As more broadcasters move to Cloud and IP infrastructures, the power of automation is becoming clear. However, to really gain the benefits that flexibility promises to deliver, we need to look more closely at the wealth of data already available to streamline workflows.

The beauty of the pay-per-use infrastructures offered by cloud computing is that we can scale systems to deliver resource to meet peak demand when needed and scale it down again when the demand subsides, thus keeping operational costs directly proportional to program output.

Scaling resource is a well-documented process and many of the public cloud vendors have available learning resource and examples of how to achieve this. But the big question is how do we know when to scale up and scale down?

As I see it, there are two solutions to this challenge: reactive and proactive prediction.

In the reactive version, we could place a measure on the job queueing system so when the number of jobs in the queue reach a threshold value then more resource is created.

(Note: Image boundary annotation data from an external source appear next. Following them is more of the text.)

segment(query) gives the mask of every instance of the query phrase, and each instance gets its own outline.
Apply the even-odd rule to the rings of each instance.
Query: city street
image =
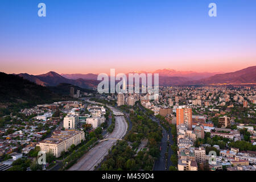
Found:
[[[114,113],[120,112],[112,107],[109,107]],[[128,125],[123,116],[116,116],[115,126],[113,131],[105,138],[122,139],[126,133]],[[116,140],[109,140],[99,142],[94,147],[85,154],[69,171],[92,171],[104,157],[108,155],[109,150],[115,144]]]

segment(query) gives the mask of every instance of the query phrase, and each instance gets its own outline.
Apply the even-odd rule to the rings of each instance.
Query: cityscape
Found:
[[[256,171],[255,1],[3,1],[0,172]]]

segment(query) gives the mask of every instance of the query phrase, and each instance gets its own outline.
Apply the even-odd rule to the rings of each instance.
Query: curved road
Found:
[[[92,102],[92,104],[96,104]],[[108,106],[114,113],[120,113],[115,108]],[[115,125],[113,131],[107,135],[105,138],[122,139],[126,133],[128,125],[123,116],[116,116]],[[98,164],[108,155],[109,150],[115,144],[117,140],[108,140],[99,142],[96,146],[87,152],[76,164],[68,171],[93,171]]]

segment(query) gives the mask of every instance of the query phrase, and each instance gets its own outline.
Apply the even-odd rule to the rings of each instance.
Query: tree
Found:
[[[177,155],[176,154],[172,154],[171,156],[170,160],[172,162],[172,164],[174,164],[175,166],[177,166]]]
[[[121,169],[123,169],[125,167],[125,158],[119,156],[117,160],[117,167],[118,168],[120,168]]]
[[[126,162],[126,168],[130,170],[134,171],[136,168],[135,161],[133,159],[128,159]]]
[[[46,153],[46,162],[47,163],[51,163],[52,161],[55,160],[56,158],[52,152]]]
[[[39,165],[36,159],[35,159],[30,165],[30,169],[32,171],[42,170],[42,165]]]
[[[169,167],[169,171],[177,171],[177,169],[174,166],[171,166]]]
[[[101,133],[102,133],[102,129],[101,127],[98,127],[94,130],[95,133],[96,135],[100,135]]]

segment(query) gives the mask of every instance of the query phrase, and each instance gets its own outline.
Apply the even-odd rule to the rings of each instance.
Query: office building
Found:
[[[75,114],[68,114],[64,118],[63,127],[66,129],[75,129],[77,127],[79,117]]]
[[[230,127],[230,118],[226,117],[226,115],[218,118],[218,123],[221,125],[221,127]]]
[[[55,131],[50,137],[37,144],[42,152],[51,152],[56,158],[60,156],[62,151],[67,151],[72,144],[77,146],[85,140],[84,132],[78,130]]]

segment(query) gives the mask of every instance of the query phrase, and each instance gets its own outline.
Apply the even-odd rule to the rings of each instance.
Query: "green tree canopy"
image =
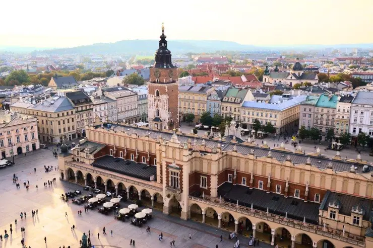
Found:
[[[125,85],[143,85],[145,80],[137,73],[134,73],[126,76],[122,82]]]
[[[185,122],[188,124],[190,124],[194,121],[195,118],[196,116],[195,116],[194,114],[186,114],[185,116]]]
[[[13,85],[17,84],[16,82],[22,85],[28,84],[30,81],[30,76],[24,70],[14,70],[5,78],[5,83],[7,85],[10,85],[11,82],[13,82]]]
[[[262,124],[259,121],[259,120],[256,119],[254,120],[254,122],[253,123],[253,129],[255,130],[256,132],[258,132],[260,130],[262,127]]]

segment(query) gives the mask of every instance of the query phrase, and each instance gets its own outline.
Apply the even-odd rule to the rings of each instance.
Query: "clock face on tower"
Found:
[[[155,70],[155,71],[154,71],[154,75],[157,78],[159,78],[161,76],[161,72],[159,70]]]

And when the queue drops to a level below a threshold the extra resource is closed, obviously with some hysteresis and dampening so as not to cause resource thrashing.

The proactive version would include at the very least some form of statistical analysis, or even machine learning. Looking at various trends in the data would allow us to predict how much resource we would need based on the historical patterns.

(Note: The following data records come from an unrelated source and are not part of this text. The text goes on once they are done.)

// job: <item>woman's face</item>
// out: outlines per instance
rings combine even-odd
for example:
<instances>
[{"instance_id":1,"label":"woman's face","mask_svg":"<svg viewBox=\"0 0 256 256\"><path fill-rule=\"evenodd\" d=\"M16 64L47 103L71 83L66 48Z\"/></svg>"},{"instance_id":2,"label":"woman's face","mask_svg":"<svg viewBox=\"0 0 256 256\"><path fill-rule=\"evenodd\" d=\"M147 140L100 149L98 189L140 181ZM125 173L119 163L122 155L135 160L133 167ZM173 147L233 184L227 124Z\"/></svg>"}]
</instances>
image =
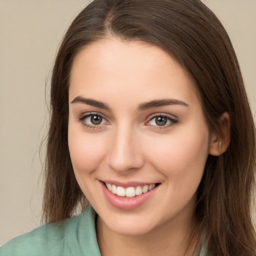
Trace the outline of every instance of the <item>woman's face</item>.
<instances>
[{"instance_id":1,"label":"woman's face","mask_svg":"<svg viewBox=\"0 0 256 256\"><path fill-rule=\"evenodd\" d=\"M70 74L71 160L102 223L136 235L191 220L210 138L183 68L156 46L110 38L81 50Z\"/></svg>"}]
</instances>

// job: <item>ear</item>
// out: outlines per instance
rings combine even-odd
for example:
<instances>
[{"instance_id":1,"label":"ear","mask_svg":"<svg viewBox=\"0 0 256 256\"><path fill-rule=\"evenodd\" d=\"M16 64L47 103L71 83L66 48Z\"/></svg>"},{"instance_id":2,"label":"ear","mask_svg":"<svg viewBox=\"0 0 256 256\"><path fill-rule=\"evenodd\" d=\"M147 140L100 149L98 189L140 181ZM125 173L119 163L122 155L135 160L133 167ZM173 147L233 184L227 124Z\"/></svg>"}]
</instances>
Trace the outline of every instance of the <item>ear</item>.
<instances>
[{"instance_id":1,"label":"ear","mask_svg":"<svg viewBox=\"0 0 256 256\"><path fill-rule=\"evenodd\" d=\"M218 156L224 153L230 143L230 117L228 112L224 113L218 120L218 134L213 134L210 138L209 154Z\"/></svg>"}]
</instances>

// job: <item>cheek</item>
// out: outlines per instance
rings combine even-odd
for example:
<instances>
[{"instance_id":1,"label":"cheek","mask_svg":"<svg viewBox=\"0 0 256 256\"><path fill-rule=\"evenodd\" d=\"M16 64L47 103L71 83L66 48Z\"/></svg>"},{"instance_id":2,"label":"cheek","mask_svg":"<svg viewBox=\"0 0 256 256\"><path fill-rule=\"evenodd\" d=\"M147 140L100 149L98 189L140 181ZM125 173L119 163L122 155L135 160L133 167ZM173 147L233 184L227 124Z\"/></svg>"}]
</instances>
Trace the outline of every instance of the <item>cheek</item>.
<instances>
[{"instance_id":1,"label":"cheek","mask_svg":"<svg viewBox=\"0 0 256 256\"><path fill-rule=\"evenodd\" d=\"M201 176L208 154L207 129L190 129L190 132L170 134L169 138L154 142L152 157L156 168L166 176L186 178L198 174Z\"/></svg>"},{"instance_id":2,"label":"cheek","mask_svg":"<svg viewBox=\"0 0 256 256\"><path fill-rule=\"evenodd\" d=\"M86 136L84 132L72 132L68 128L68 148L76 172L89 172L95 170L106 152L104 140L100 136Z\"/></svg>"}]
</instances>

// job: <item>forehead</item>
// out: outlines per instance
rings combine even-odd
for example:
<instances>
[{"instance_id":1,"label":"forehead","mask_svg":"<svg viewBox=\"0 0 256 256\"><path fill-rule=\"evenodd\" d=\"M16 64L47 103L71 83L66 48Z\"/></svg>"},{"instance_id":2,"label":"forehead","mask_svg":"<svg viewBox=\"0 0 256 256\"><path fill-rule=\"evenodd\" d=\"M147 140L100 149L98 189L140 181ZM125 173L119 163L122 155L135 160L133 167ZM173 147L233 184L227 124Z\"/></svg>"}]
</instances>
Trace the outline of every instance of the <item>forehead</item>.
<instances>
[{"instance_id":1,"label":"forehead","mask_svg":"<svg viewBox=\"0 0 256 256\"><path fill-rule=\"evenodd\" d=\"M113 94L142 100L166 96L189 101L197 98L192 79L160 48L116 38L96 42L75 58L70 98L83 94L104 101Z\"/></svg>"}]
</instances>

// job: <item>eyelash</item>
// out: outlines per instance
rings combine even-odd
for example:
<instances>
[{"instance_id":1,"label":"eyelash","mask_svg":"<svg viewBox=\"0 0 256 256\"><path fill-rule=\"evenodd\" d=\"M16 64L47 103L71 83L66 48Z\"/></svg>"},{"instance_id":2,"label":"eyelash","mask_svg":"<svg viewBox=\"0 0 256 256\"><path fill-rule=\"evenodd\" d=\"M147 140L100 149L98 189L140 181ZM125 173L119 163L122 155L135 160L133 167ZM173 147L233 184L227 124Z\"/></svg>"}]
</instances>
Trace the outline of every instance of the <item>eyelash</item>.
<instances>
[{"instance_id":1,"label":"eyelash","mask_svg":"<svg viewBox=\"0 0 256 256\"><path fill-rule=\"evenodd\" d=\"M88 118L90 116L91 116L91 118L92 118L92 116L98 116L100 118L102 118L102 120L105 120L105 121L106 122L108 122L108 121L106 121L106 119L101 114L99 114L98 113L90 113L90 114L86 114L85 116L83 116L81 118L78 118L78 120L80 122L82 122L82 124L84 126L85 126L86 128L89 128L89 129L96 129L96 128L100 128L100 126L101 126L102 125L104 125L104 124L92 124L92 124L88 124L88 123L86 123L86 122L84 122L84 120L86 120L86 118ZM170 116L168 116L164 115L164 114L158 114L156 116L152 116L148 121L146 122L146 123L145 124L145 125L148 126L150 126L150 124L148 124L150 122L151 122L152 120L154 120L154 118L159 118L159 117L166 118L168 121L170 121L170 124L169 124L168 125L164 124L164 125L163 125L162 126L157 126L157 125L156 125L156 126L152 125L151 126L154 126L153 128L154 128L154 129L165 129L165 128L168 128L170 126L172 126L178 122L177 120L174 119L173 118L172 118Z\"/></svg>"}]
</instances>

Key to both these, and more so with the machine learning solution, is the provision of data. The more diverse and plentiful the data we’re able to obtain, the more accurate will be our predictions and hence the speed with which the system can scale to our programming needs.

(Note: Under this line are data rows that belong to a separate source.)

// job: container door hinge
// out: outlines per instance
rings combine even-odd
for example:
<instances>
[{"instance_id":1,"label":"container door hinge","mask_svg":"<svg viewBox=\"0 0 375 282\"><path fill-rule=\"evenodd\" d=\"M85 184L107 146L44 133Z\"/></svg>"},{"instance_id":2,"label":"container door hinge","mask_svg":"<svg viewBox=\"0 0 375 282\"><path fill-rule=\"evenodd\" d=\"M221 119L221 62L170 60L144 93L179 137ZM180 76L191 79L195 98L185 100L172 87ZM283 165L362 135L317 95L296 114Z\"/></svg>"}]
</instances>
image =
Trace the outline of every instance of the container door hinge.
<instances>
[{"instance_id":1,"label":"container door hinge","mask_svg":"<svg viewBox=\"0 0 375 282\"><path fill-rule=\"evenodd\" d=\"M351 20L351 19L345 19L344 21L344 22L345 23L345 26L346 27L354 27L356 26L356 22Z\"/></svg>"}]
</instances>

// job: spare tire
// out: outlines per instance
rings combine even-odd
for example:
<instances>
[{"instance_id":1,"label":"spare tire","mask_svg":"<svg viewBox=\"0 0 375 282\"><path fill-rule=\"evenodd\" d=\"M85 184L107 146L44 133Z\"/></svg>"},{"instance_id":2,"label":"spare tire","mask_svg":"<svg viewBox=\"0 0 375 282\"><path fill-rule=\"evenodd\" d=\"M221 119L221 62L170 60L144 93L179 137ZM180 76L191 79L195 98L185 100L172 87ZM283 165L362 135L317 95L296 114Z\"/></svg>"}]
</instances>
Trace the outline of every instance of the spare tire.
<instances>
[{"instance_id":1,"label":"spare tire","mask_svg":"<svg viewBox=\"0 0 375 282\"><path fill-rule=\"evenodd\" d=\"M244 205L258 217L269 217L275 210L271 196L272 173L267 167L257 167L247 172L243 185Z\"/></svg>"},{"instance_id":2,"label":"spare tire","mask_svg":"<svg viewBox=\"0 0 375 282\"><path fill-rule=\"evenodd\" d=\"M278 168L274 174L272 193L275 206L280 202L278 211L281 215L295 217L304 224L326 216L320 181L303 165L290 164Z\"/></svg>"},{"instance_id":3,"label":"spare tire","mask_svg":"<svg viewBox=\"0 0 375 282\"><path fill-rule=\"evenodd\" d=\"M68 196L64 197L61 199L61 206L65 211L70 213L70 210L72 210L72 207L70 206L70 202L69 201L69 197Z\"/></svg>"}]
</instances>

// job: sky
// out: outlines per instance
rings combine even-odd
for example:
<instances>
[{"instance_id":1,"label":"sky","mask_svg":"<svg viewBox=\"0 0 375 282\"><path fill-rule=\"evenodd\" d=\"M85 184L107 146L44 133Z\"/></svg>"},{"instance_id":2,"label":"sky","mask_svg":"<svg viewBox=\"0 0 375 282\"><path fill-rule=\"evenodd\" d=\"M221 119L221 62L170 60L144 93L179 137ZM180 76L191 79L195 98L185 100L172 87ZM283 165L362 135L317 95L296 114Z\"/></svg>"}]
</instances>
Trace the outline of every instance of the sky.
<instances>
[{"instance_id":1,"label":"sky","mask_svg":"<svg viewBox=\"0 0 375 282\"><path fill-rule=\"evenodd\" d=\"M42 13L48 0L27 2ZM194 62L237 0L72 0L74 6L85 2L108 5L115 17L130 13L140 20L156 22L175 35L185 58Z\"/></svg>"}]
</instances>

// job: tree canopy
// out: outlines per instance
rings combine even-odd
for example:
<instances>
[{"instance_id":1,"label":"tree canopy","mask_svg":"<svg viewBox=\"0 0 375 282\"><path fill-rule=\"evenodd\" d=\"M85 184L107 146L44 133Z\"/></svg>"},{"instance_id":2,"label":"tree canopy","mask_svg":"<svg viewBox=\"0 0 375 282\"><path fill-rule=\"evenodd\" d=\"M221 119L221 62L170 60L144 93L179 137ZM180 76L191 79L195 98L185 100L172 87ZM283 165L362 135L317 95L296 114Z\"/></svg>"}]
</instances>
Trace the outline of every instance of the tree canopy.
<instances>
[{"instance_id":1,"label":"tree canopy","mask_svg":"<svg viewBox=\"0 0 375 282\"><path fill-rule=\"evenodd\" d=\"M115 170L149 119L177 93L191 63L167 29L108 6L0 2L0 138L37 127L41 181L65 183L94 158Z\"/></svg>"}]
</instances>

The great news is that broadcasters can generate much of this data for themselves specific to their operation. When building cloud infrastructures using the agile mindsets, monitoring and log generation form major components of the design. Consequently, software engineers often build detailed real-time monitoring systems into their software to provide accurate information on the operation of not only the infrastructure but also the individual software components. This is especially evident when working with microservices.

Collating and processing this colossal abundance of data is not trivial. Although machine learning requires a massive amount of data for its training, validation, and testing, it also requires the data to be presented to the models in a well-defined format. Anybody who has worked with developing machine learning based solutions will tell you they spend most of their time pre-processing the data to transfer it into a format the machine learning models can work with. That said, once the data has been understood and a format schema agreed, scaling control systems can automatically import the logs and pre-process them to provide the data needed without human intervention.

Streamlining workflows so they can meet peak demand through resource scaling should be an automated process and the metadata to do this is probably already available in the multitude of logs that are being created by the new breed of software designs. All we need to do is just gather and format the data in the form of metadata to provide the basis of a truly automated and valuable process.